Lors d’un point de presse, la commissaire nationale adjointe du Service de police sud-africain (SAPS), le lieutenant-général Tebello Mosikili, a indiqué que plus de 900 personnes avaient été interpellées.

Ces arrestations concernent principalement des faits de violence publique, de pillage ainsi que des infractions liées à la législation sur l’immigration. Les autorités ont également confirmé un incident armé survenu dans le quartier de Hillbrow, à Johannesburg, qui a fait deux blessés.

Malgré ces tensions localisées, la police souligne que la majorité des rassemblements s’est déroulée dans un cadre légal et pacifique. Les organisateurs ont également été salués pour leur coopération dans la gestion des manifestations.

Un contexte de fortes tensions autour de la politique migratoire

Ces mobilisations s’inscrivent dans un climat politique marqué par des débats récurrents sur la question migratoire en Afrique du Sud, régulièrement source de crispations sociales et de revendications politiques.

Dans une analyse publiée le jour des manifestations, le cabinet Alfa Destiny Communications a relevé la mise en place d’un important dispositif sécuritaire estimé à 600 millions de rands, destiné à prévenir d’éventuels débordements. Le rapport souligne également que plusieurs États africains ont renforcé les mesures de protection et d’assistance à leurs ressortissants présents en Afrique du Sud.

Selon cette même analyse, la question migratoire devrait continuer à occuper une place centrale dans le débat public jusqu’aux élections municipales prévues le 4 novembre 2026.

Enquêtes en cours après un décès à Durban

Parallèlement au bilan des manifestations, la police sud-africaine a ouvert une enquête après la découverte du corps sans vie d’un ressortissant étranger à Durban, dans la nuit de lundi à mardi.

Selon les premières informations du SAPS, la victime aurait chuté du huitième étage d’un immeuble du centre-ville, après s’être cachée avec deux autres personnes dans un entrepôt pendant plusieurs jours. L’identité de la victime ainsi que les circonstances exactes du drame restent à ce stade indéterminées et font l’objet d’investigations.

Un dispositif sécuritaire maintenu

Les autorités ont indiqué que les opérations de contrôle et de sécurisation se poursuivraient, notamment pour lutter contre la criminalité et renforcer les vérifications liées à l’immigration.

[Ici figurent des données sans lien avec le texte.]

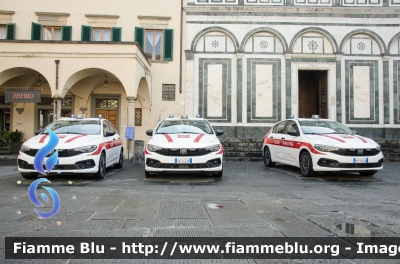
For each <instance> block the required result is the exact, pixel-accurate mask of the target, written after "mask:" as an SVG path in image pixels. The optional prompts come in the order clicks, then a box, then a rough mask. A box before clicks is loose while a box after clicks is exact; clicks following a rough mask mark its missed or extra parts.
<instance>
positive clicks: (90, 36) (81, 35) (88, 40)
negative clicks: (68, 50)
mask: <svg viewBox="0 0 400 264" xmlns="http://www.w3.org/2000/svg"><path fill="white" fill-rule="evenodd" d="M81 40H82V41H91V40H92V27H91V26H85V25H82V34H81Z"/></svg>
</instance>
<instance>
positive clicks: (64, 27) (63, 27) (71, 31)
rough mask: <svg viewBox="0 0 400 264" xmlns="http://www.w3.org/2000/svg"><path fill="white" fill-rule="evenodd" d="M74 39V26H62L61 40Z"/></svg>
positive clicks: (64, 40)
mask: <svg viewBox="0 0 400 264" xmlns="http://www.w3.org/2000/svg"><path fill="white" fill-rule="evenodd" d="M71 39H72V26H62V27H61V40H64V41H70V40H71Z"/></svg>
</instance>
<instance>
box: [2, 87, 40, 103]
mask: <svg viewBox="0 0 400 264" xmlns="http://www.w3.org/2000/svg"><path fill="white" fill-rule="evenodd" d="M5 102H6V103H40V90H5Z"/></svg>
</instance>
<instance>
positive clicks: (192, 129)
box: [156, 119, 214, 134]
mask: <svg viewBox="0 0 400 264" xmlns="http://www.w3.org/2000/svg"><path fill="white" fill-rule="evenodd" d="M181 133H189V134H204V133H205V134H213V133H214V132H213V130H212V128H211V126H210V125H209V124H208V122H206V121H204V120H190V119H188V120H164V121H162V122H161V123H160V125H159V126H158V128H157V130H156V134H181Z"/></svg>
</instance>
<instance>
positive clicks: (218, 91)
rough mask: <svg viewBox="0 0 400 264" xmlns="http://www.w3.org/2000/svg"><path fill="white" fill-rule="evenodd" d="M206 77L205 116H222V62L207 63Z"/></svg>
mask: <svg viewBox="0 0 400 264" xmlns="http://www.w3.org/2000/svg"><path fill="white" fill-rule="evenodd" d="M207 79H208V87H207V89H208V94H207V116H222V99H223V95H222V64H209V65H208V78H207Z"/></svg>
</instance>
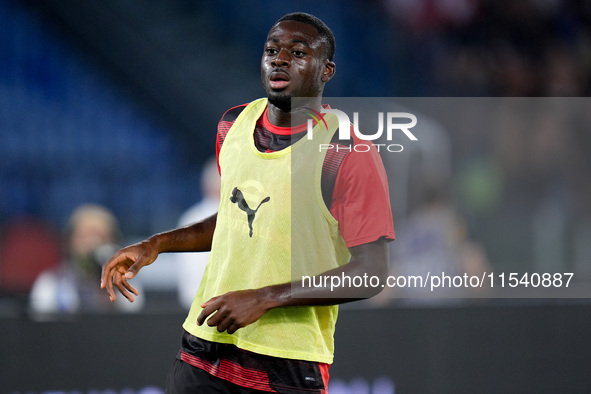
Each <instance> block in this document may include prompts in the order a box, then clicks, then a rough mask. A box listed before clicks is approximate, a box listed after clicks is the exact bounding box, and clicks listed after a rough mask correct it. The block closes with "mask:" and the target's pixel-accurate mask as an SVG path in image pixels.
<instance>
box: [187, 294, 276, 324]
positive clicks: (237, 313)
mask: <svg viewBox="0 0 591 394" xmlns="http://www.w3.org/2000/svg"><path fill="white" fill-rule="evenodd" d="M266 304H267V303H265V302H263V300H262V297H261V295H260V291H259V290H241V291H232V292H229V293H226V294H224V295H221V296H218V297H214V298H212V299H210V300H209V301H207V302H204V303H203V304H201V307H202V308H203V310H202V311H201V313H200V314H199V316H198V317H197V324H198V325H202V324H203V322H205V320H206V319H207V317H208V316H210V315H211V314H212V313H214V312H215V313H214V314H213V316H211V317H210V318H209V319H207V325H208V326H210V327H217V330H218V331H219V332H224V331H227V332H228V334H233V333H234V332H236V330H238V329H239V328H242V327H245V326H248V325H249V324H252V323H254V322H255V321H257V320H258V319H260V318H261V316H263V315H264V314H265V313H266V312H267V311H268V310H269V308H268V307H267V306H266Z"/></svg>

Le NATJOINTS a réaffirmé sa détermination à maintenir l’ordre public, rappelant que les forces de sécurité resteront mobilisées face à toute menace susceptible d’affecter la stabilité du pays.

Ces événements interviennent alors que les manifestations, organisées à l’appel de mouvements réclamant l’expulsion des migrants en situation irrégulière, ont entraîné la fermeture temporaire de certains commerces et un déploiement policier renforcé dans les principales villes, notamment Johannesburg et Durban.